The South African National Roads Agency Limited (Sanral) this week hosted 300 construction industry, government and industry association experts at two workshop sessions to discuss the agency’s draft transformation policy and long-term strategy.
“These sessions are the first of 30 that will take place across the country in the next eight weeks. We want to hear the views of those impacted by both our 2030 strategy and our transformation policy,” said Sanral CEO Skhumbuzo Macozoma.
The intention of the documents is not to destroy the construction industry or Sanral, he stressed.
“We must show value to all South Africans. This is what roads are meant to do – they connect people to people, to places and most importantly to opportunities. These opportunities can no longer be limited to the few,” he commented.
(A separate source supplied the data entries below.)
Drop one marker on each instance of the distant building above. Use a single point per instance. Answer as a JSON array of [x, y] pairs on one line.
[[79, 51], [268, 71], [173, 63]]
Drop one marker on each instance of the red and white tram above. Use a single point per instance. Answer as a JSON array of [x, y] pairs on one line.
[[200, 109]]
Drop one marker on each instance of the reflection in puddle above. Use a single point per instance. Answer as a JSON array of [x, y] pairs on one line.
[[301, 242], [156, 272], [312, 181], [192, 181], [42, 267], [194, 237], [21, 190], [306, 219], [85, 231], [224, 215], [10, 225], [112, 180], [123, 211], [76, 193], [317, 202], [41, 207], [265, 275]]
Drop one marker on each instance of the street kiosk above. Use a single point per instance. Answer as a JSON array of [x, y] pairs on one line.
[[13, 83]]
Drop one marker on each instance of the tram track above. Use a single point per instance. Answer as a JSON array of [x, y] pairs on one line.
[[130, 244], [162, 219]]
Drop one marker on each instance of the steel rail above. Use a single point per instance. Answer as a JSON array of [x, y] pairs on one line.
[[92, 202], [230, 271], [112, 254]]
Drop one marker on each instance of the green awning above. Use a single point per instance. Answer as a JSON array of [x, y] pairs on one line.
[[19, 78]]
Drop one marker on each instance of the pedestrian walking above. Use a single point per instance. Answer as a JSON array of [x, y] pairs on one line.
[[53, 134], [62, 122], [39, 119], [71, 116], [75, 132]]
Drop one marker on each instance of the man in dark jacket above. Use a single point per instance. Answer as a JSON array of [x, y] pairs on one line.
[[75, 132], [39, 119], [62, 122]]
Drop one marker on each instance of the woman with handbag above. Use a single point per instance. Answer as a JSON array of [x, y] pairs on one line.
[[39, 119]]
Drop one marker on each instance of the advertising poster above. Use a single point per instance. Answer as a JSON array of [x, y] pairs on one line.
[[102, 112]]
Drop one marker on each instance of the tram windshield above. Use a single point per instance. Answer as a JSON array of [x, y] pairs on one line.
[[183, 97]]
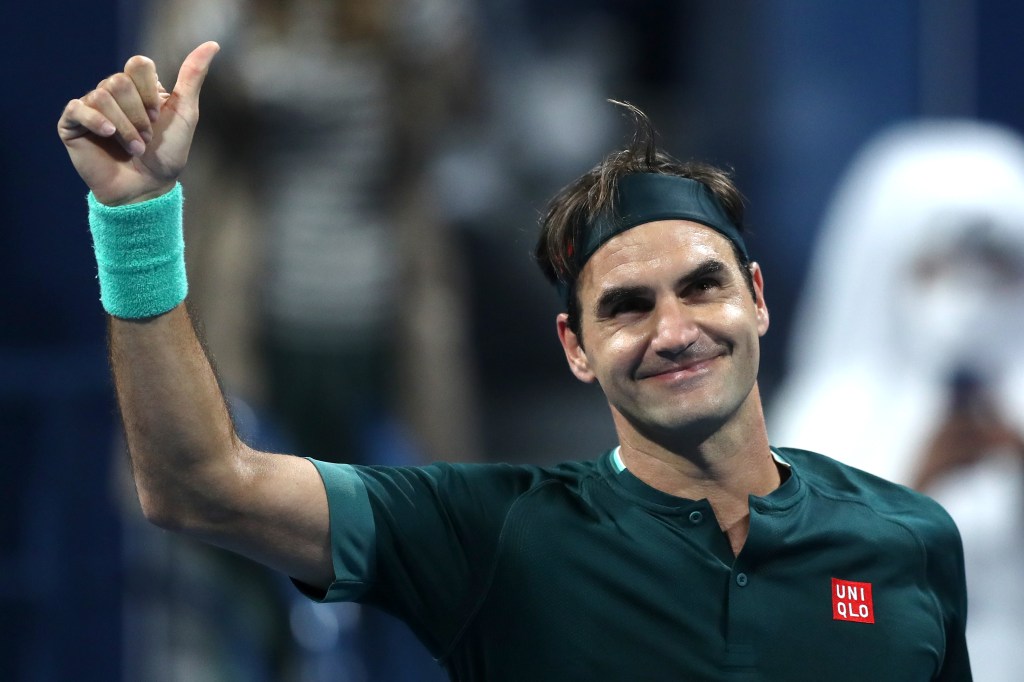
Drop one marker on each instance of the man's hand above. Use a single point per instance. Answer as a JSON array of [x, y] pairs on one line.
[[129, 138]]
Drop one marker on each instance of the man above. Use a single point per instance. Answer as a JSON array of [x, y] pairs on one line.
[[693, 551]]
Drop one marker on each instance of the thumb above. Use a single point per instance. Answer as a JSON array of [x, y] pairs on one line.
[[194, 71]]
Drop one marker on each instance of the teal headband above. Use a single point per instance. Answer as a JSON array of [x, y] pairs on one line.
[[645, 198]]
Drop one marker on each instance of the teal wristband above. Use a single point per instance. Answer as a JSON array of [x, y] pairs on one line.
[[140, 252]]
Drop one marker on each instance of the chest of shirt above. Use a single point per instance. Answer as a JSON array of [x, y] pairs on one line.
[[592, 592]]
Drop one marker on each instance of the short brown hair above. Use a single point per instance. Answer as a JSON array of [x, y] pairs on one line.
[[579, 204]]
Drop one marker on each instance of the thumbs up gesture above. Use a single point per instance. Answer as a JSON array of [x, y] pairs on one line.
[[129, 137]]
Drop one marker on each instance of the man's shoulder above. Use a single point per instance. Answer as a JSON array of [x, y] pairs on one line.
[[515, 476], [841, 482]]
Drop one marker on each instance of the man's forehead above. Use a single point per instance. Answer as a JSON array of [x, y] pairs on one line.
[[658, 245]]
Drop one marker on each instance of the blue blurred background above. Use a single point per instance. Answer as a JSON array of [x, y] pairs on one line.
[[784, 92]]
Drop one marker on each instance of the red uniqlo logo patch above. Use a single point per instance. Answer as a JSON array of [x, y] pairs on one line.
[[852, 601]]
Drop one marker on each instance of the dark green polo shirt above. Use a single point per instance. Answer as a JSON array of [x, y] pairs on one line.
[[582, 571]]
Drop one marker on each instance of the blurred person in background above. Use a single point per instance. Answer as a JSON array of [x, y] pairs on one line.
[[907, 357]]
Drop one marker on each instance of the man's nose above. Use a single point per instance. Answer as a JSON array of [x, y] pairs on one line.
[[675, 328]]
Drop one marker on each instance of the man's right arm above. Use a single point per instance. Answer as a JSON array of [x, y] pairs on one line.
[[129, 139]]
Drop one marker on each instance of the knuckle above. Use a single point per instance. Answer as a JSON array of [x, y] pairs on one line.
[[138, 61], [119, 84]]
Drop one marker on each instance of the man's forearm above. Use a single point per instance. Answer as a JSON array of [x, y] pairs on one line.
[[180, 436]]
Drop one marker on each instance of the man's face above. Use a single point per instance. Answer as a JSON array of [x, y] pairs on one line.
[[671, 329]]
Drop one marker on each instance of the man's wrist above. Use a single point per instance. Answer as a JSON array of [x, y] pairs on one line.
[[140, 254]]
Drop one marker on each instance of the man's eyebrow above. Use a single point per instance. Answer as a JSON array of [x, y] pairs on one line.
[[614, 295], [709, 266]]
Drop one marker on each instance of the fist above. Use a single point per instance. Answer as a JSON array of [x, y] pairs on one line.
[[129, 137]]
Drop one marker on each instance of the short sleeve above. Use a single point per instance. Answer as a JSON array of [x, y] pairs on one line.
[[351, 533], [419, 542], [946, 573]]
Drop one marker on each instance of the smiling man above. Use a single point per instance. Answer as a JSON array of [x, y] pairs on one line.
[[692, 550]]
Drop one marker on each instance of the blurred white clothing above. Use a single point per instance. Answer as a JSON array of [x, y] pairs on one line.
[[919, 278]]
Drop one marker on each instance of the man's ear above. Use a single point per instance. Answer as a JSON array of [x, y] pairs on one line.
[[759, 298], [574, 353]]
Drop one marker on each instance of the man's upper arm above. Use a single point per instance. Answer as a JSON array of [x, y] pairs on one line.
[[278, 515]]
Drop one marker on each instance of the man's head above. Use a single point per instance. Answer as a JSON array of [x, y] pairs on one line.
[[593, 201], [649, 257]]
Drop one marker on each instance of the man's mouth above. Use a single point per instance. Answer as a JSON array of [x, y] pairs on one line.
[[690, 368]]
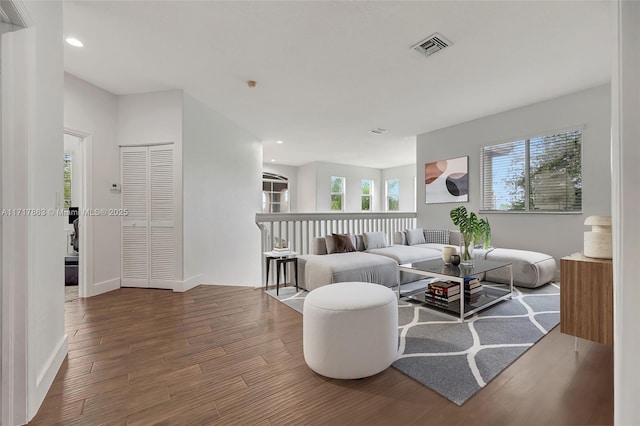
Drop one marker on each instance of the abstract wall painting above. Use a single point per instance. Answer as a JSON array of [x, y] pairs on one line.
[[447, 181]]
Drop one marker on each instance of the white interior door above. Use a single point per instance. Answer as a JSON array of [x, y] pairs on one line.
[[148, 231], [161, 217], [134, 163]]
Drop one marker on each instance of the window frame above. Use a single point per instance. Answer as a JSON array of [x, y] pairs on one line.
[[527, 168], [342, 194], [369, 195], [386, 194], [267, 198]]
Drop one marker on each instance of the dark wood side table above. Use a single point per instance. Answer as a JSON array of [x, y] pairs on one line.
[[281, 258], [586, 298]]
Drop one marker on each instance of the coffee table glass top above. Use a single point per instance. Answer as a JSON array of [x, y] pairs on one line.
[[437, 266]]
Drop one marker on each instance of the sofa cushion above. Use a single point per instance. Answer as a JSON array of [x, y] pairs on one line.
[[415, 236], [318, 270], [438, 236], [375, 240], [406, 254], [530, 269], [343, 243]]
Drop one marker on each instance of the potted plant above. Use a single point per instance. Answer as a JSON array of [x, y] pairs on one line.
[[470, 227]]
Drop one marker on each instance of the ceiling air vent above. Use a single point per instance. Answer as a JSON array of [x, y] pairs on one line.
[[432, 44], [377, 131]]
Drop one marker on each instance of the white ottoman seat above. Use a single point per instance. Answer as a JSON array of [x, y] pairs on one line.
[[530, 269], [350, 329]]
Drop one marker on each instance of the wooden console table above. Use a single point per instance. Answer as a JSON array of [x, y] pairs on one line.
[[586, 298]]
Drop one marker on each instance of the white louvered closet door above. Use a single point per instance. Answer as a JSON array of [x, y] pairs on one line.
[[161, 216], [148, 241]]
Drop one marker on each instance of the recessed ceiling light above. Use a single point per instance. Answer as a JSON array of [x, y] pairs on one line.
[[378, 131], [74, 42]]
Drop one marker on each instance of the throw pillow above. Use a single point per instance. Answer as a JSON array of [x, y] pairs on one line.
[[331, 245], [343, 243], [436, 236], [375, 240], [415, 236]]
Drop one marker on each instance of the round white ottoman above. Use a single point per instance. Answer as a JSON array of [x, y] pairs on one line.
[[350, 330]]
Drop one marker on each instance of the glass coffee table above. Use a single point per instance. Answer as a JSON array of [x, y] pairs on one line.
[[489, 295]]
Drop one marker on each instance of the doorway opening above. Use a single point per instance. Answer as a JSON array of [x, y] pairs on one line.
[[77, 199], [72, 200]]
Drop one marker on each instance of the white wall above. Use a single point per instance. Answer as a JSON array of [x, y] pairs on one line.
[[155, 118], [222, 189], [306, 193], [407, 177], [46, 341], [626, 210], [91, 110], [290, 172], [557, 235]]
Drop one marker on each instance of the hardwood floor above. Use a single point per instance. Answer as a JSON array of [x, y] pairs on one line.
[[233, 355]]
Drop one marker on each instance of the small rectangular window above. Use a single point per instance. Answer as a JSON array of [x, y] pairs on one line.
[[366, 199], [337, 193], [540, 174], [393, 195]]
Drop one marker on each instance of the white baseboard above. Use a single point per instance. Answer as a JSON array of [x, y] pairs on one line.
[[47, 374], [186, 285], [105, 286]]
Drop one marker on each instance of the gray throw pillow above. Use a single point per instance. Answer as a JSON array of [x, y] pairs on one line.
[[375, 240], [343, 243], [415, 236], [331, 245], [436, 236]]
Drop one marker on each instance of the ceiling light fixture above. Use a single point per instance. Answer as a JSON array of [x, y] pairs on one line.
[[74, 42], [378, 131]]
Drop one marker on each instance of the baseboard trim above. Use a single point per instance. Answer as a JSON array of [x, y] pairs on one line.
[[186, 285], [48, 373], [105, 286]]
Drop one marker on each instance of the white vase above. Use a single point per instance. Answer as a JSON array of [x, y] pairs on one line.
[[447, 252], [466, 255]]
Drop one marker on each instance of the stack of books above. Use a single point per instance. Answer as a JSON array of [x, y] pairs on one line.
[[282, 250], [472, 289], [443, 292]]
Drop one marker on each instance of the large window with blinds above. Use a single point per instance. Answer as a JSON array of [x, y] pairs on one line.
[[540, 174]]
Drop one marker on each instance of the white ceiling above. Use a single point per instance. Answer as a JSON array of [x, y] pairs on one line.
[[328, 72]]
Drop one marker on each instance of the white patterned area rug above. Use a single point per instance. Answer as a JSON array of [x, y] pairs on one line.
[[458, 359]]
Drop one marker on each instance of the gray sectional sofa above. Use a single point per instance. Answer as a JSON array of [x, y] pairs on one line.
[[374, 260]]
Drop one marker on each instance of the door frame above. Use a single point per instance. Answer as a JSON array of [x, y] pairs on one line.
[[85, 255]]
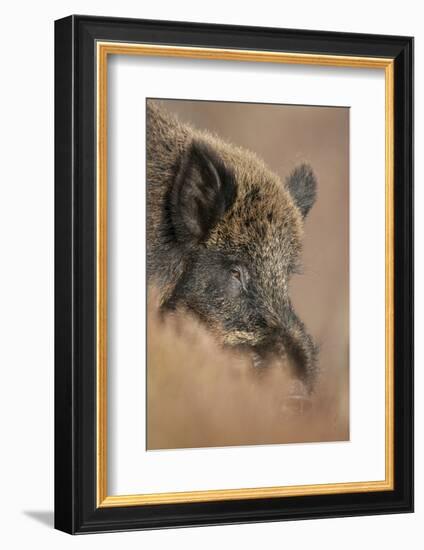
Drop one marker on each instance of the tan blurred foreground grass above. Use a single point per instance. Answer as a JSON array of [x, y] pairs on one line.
[[199, 395]]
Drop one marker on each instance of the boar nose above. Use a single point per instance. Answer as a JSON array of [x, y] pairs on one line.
[[301, 350]]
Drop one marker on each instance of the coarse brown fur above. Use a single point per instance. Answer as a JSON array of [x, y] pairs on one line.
[[224, 235]]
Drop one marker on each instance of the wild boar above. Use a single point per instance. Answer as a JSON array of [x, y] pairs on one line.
[[224, 236]]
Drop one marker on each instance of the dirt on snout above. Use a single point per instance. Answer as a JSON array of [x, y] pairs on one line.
[[199, 395]]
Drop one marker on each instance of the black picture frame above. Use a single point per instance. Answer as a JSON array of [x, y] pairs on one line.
[[76, 509]]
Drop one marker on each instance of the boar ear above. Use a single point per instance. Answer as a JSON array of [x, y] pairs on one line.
[[202, 192], [302, 185]]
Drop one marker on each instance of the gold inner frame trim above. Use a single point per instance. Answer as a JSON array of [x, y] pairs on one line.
[[103, 50]]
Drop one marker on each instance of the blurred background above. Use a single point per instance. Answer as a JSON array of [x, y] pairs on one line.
[[198, 396]]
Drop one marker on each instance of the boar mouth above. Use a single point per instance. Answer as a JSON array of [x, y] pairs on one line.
[[298, 355]]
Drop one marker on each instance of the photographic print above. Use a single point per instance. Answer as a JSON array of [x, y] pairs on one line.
[[247, 273], [233, 274]]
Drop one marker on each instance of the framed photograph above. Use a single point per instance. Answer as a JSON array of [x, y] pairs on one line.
[[234, 274]]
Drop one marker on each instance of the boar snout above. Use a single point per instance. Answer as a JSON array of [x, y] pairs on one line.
[[290, 345]]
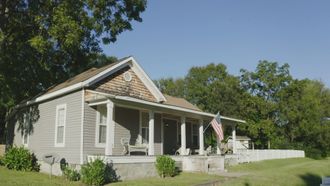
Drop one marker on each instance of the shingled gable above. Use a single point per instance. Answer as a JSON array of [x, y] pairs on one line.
[[91, 79]]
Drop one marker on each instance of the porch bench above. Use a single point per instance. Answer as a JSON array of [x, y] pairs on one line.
[[128, 149], [137, 148]]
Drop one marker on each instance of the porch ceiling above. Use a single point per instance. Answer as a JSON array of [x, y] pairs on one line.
[[96, 98]]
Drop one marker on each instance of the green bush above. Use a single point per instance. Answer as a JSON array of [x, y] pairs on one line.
[[19, 158], [71, 174], [1, 161], [95, 173], [165, 166]]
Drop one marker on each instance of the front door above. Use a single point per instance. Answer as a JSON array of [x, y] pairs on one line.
[[170, 136]]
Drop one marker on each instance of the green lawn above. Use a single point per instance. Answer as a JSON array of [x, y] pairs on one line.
[[10, 177], [302, 171]]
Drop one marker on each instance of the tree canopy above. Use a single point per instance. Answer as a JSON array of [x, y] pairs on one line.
[[282, 110]]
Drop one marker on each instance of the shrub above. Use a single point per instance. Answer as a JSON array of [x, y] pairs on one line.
[[165, 166], [1, 161], [95, 173], [71, 174], [19, 158]]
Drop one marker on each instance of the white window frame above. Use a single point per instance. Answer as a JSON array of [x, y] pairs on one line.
[[27, 140], [58, 107], [25, 134], [97, 126], [140, 130], [192, 134]]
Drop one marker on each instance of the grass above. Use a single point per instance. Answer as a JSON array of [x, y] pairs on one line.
[[300, 171], [180, 180], [11, 177]]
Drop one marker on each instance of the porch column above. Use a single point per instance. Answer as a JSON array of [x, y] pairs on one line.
[[183, 136], [234, 139], [201, 137], [110, 129], [151, 149]]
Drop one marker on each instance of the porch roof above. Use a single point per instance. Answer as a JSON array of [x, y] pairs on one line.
[[101, 98]]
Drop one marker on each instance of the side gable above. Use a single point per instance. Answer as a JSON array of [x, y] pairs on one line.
[[116, 84], [145, 88]]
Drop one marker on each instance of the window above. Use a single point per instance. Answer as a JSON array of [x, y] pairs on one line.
[[101, 126], [25, 139], [26, 124], [194, 135], [145, 127], [60, 125]]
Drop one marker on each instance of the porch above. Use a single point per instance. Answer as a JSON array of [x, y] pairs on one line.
[[155, 128]]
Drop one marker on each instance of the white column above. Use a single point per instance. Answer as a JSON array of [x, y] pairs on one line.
[[183, 135], [201, 137], [151, 149], [234, 139], [218, 145], [110, 129]]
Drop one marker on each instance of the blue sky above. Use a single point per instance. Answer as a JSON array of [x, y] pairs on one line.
[[176, 35]]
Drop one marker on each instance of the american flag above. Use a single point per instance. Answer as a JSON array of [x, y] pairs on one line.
[[217, 126]]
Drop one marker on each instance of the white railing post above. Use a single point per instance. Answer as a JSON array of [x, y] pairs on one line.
[[110, 129], [201, 137], [151, 149]]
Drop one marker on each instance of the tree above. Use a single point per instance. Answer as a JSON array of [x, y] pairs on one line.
[[304, 109], [46, 42], [260, 107]]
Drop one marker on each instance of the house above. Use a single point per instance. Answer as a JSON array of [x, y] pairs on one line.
[[102, 111], [241, 142]]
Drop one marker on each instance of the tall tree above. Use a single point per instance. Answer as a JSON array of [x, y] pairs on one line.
[[260, 107], [45, 42]]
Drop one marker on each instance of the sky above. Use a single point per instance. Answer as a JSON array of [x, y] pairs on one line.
[[176, 35]]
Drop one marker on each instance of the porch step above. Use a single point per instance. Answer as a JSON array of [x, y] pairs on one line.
[[215, 170]]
Those that are unable to attend sessions are able to access the Horizon2030 strategy and transformation policy on Sanral’s website.
Further, there are several ways to give input on these, including through the website, through email submissions or postal delivery.
“All comments will be considered. These documents are not final. Revised drafts will be submitted to our board for approval and from there to the Minister of Transport who will then table these before Cabinet,” said Macozoma.
Engineering News Online reported last month that some of the proposals of the draft transformation policy include that Sanral only does business with companies that are at least 51% black-owned and with a minimum Level 2 black empowerment rating, when rolling out capital projects.
Also, a maximum of 15 tenders a year will be issued to a single company and companies will be required to make use of Sanral-approved contractors.
Concessions to manage and operate toll roads will only be awarded to companies with 51% black ownership. To reduce monopolies, Sanral will limit the number of contracts awarded to established and dominant industry players.
There will also be a focus on the “equitable allocation” of projects across Construction Industry Development Board grades, with grades 1 to 4 (emerging and/or smaller companies) to be included.
Emphasis will also be placed on creating space for black business in materials and equipment supply chains.